Summary Ataxin-1 is polyglutamine (polyQ) protein that operates as a chromatin-binding factor and gene repressor. In recent years, ataxin-1 has been found implicated in multiple pathophysiological processes ranging from the control of APP amyloidogenic cleavage to the modulation of neural precursor proliferation in the hippocampus. Our group has also highlighted a novel immunomodulatory function for ataxin-1 targeting B cell responses in central nervous system (CNS) autoimmunity. This experimental evidence adds an additional layer of complexity to ataxin-1 research, which has been mainly focused on spinocerebellar ataxia type (SCA1)—a neurodegenerative disorder caused by polyQ expansion mutations in ataxin-1. Importantly, all the efforts carried out so far to characterize ataxin-1 function have relied only on global ataxin-1 null mice. However, the ubiquitous expression of ataxin-1 and the complex cytoarchitecture of many tissues have complicated the systematic analysis of all the molecular mechanisms controlled by ataxin-1 in different cell types and developmental stages. To fill this gap, here we propose to develop a conditional ataxin-1 knockout mouse line using the binary Cre/Lox system. This novel in vivo model will be instrumental to dissect the cell-autonomous and cell-mediated effects of ataxin-1 in any target cytotype. In Specific Aim 1, we will employ CRISPR/Cas9 technology to introduce two LoxP sites in the mouse genome, flanking one exon of the ataxin-1 encoding Atxn1 gene. In Specific Aim 2, we will breed the newly generated floxed Atxn1 mouse line with a Cd19-Cre driver line to ablate ataxin-1 in the B cell compartment. We will then induce the multiple sclerosis model experimental autoimmune encephalomyelitis (EAE) in the conditional Atxn1 knockout mice, in order to study the contribution of ataxin-1 expression in B cells to autoimmune demyelination. Altogether, the proposed aims hold the power to generate a new research tool that will substantially advance the current understanding of ataxin-1 biology, with important implications and lessons for several neurodegenerative diseases including multiple sclerosis and Alzheimer's disease.

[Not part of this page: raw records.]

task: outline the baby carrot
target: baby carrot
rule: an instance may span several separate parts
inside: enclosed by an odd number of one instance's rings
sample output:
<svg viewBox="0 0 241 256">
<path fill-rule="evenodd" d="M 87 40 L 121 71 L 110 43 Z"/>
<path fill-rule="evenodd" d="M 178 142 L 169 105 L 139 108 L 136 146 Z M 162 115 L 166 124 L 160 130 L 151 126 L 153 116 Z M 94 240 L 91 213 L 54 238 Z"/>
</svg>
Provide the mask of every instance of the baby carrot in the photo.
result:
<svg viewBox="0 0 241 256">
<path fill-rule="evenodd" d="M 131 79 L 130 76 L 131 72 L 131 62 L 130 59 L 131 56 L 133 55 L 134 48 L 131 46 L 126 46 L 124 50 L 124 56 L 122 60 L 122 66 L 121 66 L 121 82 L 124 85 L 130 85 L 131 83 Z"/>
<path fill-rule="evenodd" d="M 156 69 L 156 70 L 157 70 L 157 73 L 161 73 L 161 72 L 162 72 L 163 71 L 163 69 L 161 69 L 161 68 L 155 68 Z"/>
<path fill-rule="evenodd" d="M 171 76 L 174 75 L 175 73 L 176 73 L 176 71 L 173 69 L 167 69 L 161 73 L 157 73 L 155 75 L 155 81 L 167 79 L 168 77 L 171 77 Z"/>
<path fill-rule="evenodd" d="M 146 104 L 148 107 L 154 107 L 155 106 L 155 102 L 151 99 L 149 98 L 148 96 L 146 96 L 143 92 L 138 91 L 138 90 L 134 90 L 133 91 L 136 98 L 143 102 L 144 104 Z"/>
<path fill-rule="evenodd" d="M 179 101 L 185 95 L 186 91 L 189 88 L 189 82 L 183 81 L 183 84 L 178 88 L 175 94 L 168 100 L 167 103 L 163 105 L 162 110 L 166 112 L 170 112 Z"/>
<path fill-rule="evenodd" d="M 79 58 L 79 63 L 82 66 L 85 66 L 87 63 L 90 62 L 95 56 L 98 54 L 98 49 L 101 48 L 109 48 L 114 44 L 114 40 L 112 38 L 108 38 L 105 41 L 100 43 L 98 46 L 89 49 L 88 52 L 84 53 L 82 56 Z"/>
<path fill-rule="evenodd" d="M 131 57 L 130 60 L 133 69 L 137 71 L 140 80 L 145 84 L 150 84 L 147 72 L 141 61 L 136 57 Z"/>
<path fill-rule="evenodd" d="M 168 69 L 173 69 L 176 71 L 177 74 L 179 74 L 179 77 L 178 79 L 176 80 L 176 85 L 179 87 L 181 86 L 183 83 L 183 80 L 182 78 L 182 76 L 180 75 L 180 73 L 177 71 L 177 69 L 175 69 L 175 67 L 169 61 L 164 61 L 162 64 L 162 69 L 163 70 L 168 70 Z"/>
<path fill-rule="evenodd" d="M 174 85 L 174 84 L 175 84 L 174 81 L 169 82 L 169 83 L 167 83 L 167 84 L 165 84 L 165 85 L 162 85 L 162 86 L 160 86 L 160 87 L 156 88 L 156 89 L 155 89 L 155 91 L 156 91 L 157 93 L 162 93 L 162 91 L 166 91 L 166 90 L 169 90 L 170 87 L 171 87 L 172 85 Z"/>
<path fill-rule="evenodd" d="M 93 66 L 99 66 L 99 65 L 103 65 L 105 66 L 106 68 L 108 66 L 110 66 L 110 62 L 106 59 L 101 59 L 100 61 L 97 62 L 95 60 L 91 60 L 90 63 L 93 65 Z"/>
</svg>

概括 Ataxin-1 是一种聚谷氨酰胺 (polyQ) 蛋白，可作为染色质结合因子和基因阻遏蛋白。 近年来，人们发现ataxin-1与多种病理生理过程有关，从 控制 APP 淀粉样蛋白生成裂解来调节海马神经前体增殖。 我们的小组还强调了 ataxin-1 靶向 B 细胞反应的新型免疫调节功能 中枢神经系统（CNS）自身免疫的实验证据增加了一层额外的复杂性。 ataxin-1 研究主要集中在脊髓小脑性共济失调型 (SCA1) 重要的是，所有的努力都取得了成果。 迄今为止，对 ataxin-1 功能的表征仅依赖于全局 ataxin-1 缺失小鼠。 ataxin-1 的表达和许多组织的复杂细胞结构使系统的复杂化 分析不同细胞类型和发育阶段中ataxin-1控制的所有分子机制。 为了填补这一空白，我们建议使用二元 Cre/Lox 开发条件 ataxin-1 基因敲除小鼠系 这种新颖的体内模型将有助于剖析细胞自主和细胞介导的效应。 在特定目标1中，我们将利用CRISPR/Cas9技术引入两种靶细胞型中的ataxin-1。 小鼠基因组中的 LoxP 位点，位于编码 Atxn1 基因的 ataxin-1 的一个外显子两侧。 将用 Cd19-Cre 驱动系培育新生成的 floxed Atxn1 小鼠系，以消除 B 中的 ataxin-1 然后我们将诱导多发性硬化症实验性自身免疫性脑脊髓炎模型。 (EAE) 在条件 Atxn1 敲除小鼠中，以研究 ataxin-1 表达在 B 细胞中的贡献 总而言之，所提出的目标有能力产生一种新的研究工具。 这将大大推进目前对 ataxin-1 生物学的理解，具有重要意义和 包括多发性硬化症和阿尔茨海默病在内的多种神经退行性疾病的教训。